For the red velvet cake, we just used a normal cake mix, but we spruced it up using real butter, milk instead of water, and an extra egg. Easy and delicious, right? We baked both the cake and the cheesecake in a springform pan so they would be the same size in the end.


Ingredients

  • 1 box red velvet cake mix 16.25 ounces
  • 4 eggs
  • 1/2 cup butter softened
  • 1 cup milk
  • Cheesecake:
  • 32 ounces cream cheese softened
  • 1 1/4 cups granulated sugar
  • 4 eggs room temperature
  • 3/4 cup heavy cream
  • 1 tablespoon vanilla extract
  • Frosting:
  • 8 ounces cream cheese softened
  • 3/4 cup butter softened
  • 3 1/2 cups powdered sugar
  • 1 tablespoon vanilla
  • 1 cup chopped pecans if desired

Instructions

  1. Preheat the oven to 350 degrees.

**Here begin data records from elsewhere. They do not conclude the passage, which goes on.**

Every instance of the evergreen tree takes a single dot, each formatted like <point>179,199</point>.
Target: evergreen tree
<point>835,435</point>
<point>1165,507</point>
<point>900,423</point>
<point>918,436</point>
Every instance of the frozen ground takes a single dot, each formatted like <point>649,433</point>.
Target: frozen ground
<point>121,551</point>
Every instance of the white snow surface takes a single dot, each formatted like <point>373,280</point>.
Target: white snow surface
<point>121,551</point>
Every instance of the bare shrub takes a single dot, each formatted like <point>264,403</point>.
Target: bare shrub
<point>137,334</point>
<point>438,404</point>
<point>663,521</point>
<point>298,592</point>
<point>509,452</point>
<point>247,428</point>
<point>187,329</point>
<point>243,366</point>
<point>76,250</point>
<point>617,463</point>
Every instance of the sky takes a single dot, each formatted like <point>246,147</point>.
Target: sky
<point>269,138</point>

In the bowl of a stand mixer, combine the dry cake mix, eggs, butter and milk. Mix on medium speed for 3-4 minutes, scraping the sides of the bowl as needed. Spray two 10 1/4" cake pans with non-stick cooking spray and then flour the pans. (If your cake pans are not the same size as your springform pan, you can use the springform pan to bake your cake layers so the layers come out to be the same size). Bake for 22-24 minutes, or until a toothpick inserted into the center comes out clean. Allow the cakes to cool for 10 minutes, then remove the from the pans and turn them onto a wire rack to cool completely. If you'd like to top your cheesecake with red velvet cake crumbles as I did, you can cut just the very top of the cake off (the part that has domed slightly. You won't need very much cut off and no one will know the difference!
  2. Once they cool completely, you can wrap the layers in plastic wrap and freeze them so the cake is easy to assemble and ice. This is optional, but something we like to do!
  3. For the cheesecake: In a stand mixer bowl, beat together the cream cheese and sugar at medium speed until completely smooth, which will be about 3 minutes. Add the eggs one at a time, beating for a minute or so after each egg. Scrape down the sides of the bowl as needed. Add the heavy cream and vanilla extract, and beat until thoroughly mixed.
  4. Spray a 10 1/4" springform pan with cooking spray. Wrap the sides and bottom of the pan in two layers of aluminum foil. Pour the batter into the springform pan. Place the springform pan into a larger pan. Boil 1-2 quarters of water. Pour the boiling water into the larger pan until the water comes about halfway up the side of the foil covered springform pan.
  5. Bake the cheesecake at 350 degrees for about 45-55 minutes. The edges should be set, but the middle will still jiggle a bit. Turn the oven off, but leave the cheesecake in the oven with the door closed for 1 hour.
  6. When the cheesecake is done baking, remove the cheesecake from the water bath and place the springform pan on a cooling rack to cool to room temperature. Then put the cheesecake in the refrigerator and allow it to chill for at least 4-6 hours.
  7. After the cheesecake has cooled, assemble the cake. Place a red velvet cake layer on a plate. If you'd like, level the cakes with a large serrated knife. We didn't feel this was necessary, since our layers were fairly even. Then place the cheesecake layer on top of the cake. Top the cheesecake with the second cake layer.
  8. For the frosting: Using an electric mixer, mix the butter and cream cheese, scraping down the sides as needed, until the mixture is light and fluffy. This will take about 5 minutes. With the mixer on low speed, add the powdered sugar, 1/2 a cup at at time, until it is thoroughly mixed. Add the vanilla and beat the frosting on medium speed for about 3 minutes.
  9. Using a rubber spatula, cover the sides and top of the cake in frosting. Refrigerate the cake overnight, then store the cake in the refrigerator.

Recipe Notes

  • If your pans are bigger or smaller than 10 1/4", you will need to adjust the baking times. The hot water bath is not necessary, but makes a nice cheesecake with no cracks. This recipe takes a long time because of refrigeration and baking, but is not a lot of hands on time. I like that you can make the layers ahead of time, and put the cake together later. It's nice for when you need a dessert that can be made a day or two in advance!